Behind me, Deion stayed quiet, giving me the space to work through it the way he always did.

“Nova,” he said after a second, not moving yet, just watching.

“I have it,” I told him, adjusting my stance and reaching again, this time bracing my foot against the lower shelf like that was going to make a difference.

“You don’t,” he said, and I could hear the edge of amusement in it even without looking at him.

“I do,” I said, stretching a little farther, fully committed now.

I was one adjustment away from making a decision I was going to stand by when he stepped in behind me, close enough that the space shifted without warning.

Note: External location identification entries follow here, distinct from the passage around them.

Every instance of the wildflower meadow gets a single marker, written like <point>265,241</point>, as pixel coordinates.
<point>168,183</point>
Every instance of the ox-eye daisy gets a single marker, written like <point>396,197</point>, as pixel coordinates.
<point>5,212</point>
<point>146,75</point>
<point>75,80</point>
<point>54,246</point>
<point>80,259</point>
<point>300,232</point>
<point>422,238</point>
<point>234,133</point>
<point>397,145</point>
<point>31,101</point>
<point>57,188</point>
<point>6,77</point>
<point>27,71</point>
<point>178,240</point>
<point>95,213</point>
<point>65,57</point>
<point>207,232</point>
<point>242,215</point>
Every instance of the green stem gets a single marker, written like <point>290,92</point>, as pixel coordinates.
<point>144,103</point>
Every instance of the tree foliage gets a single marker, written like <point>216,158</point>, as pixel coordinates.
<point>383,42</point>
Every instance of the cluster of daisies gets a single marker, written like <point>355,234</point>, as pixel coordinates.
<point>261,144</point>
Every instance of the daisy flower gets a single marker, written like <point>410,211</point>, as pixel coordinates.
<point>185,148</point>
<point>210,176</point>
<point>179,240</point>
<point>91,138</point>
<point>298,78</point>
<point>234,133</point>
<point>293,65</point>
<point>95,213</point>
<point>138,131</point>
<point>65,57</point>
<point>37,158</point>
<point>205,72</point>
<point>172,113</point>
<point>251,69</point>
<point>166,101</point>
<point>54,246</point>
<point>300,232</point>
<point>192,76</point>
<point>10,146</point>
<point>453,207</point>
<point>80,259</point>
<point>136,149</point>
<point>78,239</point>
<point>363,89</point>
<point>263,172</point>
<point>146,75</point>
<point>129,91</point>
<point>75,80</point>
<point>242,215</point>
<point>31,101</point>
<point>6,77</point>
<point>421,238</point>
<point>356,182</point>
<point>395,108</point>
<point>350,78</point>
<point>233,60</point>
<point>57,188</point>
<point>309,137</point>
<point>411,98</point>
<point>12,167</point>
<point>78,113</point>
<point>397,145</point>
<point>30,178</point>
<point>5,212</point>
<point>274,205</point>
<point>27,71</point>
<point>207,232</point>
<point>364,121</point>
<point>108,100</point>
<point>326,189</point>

His hand came to my waist, light and familiar, settling there like it had done it a hundred times before, steadying without holding.

My body answered before my brain did, leaning back into him just slightly, like nothing about that had changed.

He reached past me with his other hand and pulled the box down easily, no stretch, no effort, like the shelf had always been meant for him.

“Got it,” he said, setting it into my hands.

I didn’t move right away, my fingers closing around the box while the rest of me stayed exactly where I was. Because his hand was still at my waist. And we both knew it.

It wasn’t anything we would have noticed before. It was something that would have passed without comment,morphing into everything else we had always been to each other.

Now it didn’t pass.

He stepped back first, smooth about it, the shift subtle enough that it could have been about space if you didn’t look too closely. His hand dropped away as he adjusted his jacket, already redirecting the moment into something safer.

“You want this set?” he asked, his tone even, like we had not just crossed into something we weren’t going to name.

I lowered onto my heels and turned the box slightly in my hands, giving myself something to focus on while I reset.

“Yeah,” I said, nodding once. “That’s the one.”

“You were about to climb that,” he added, glancing at the shelf like he was confirming it for himself.

“I had it handled,” I said, shifting the box against my hip.

“You had that all figured out,” he said, his mouth tipping just slightly. “That’s not the same thing.”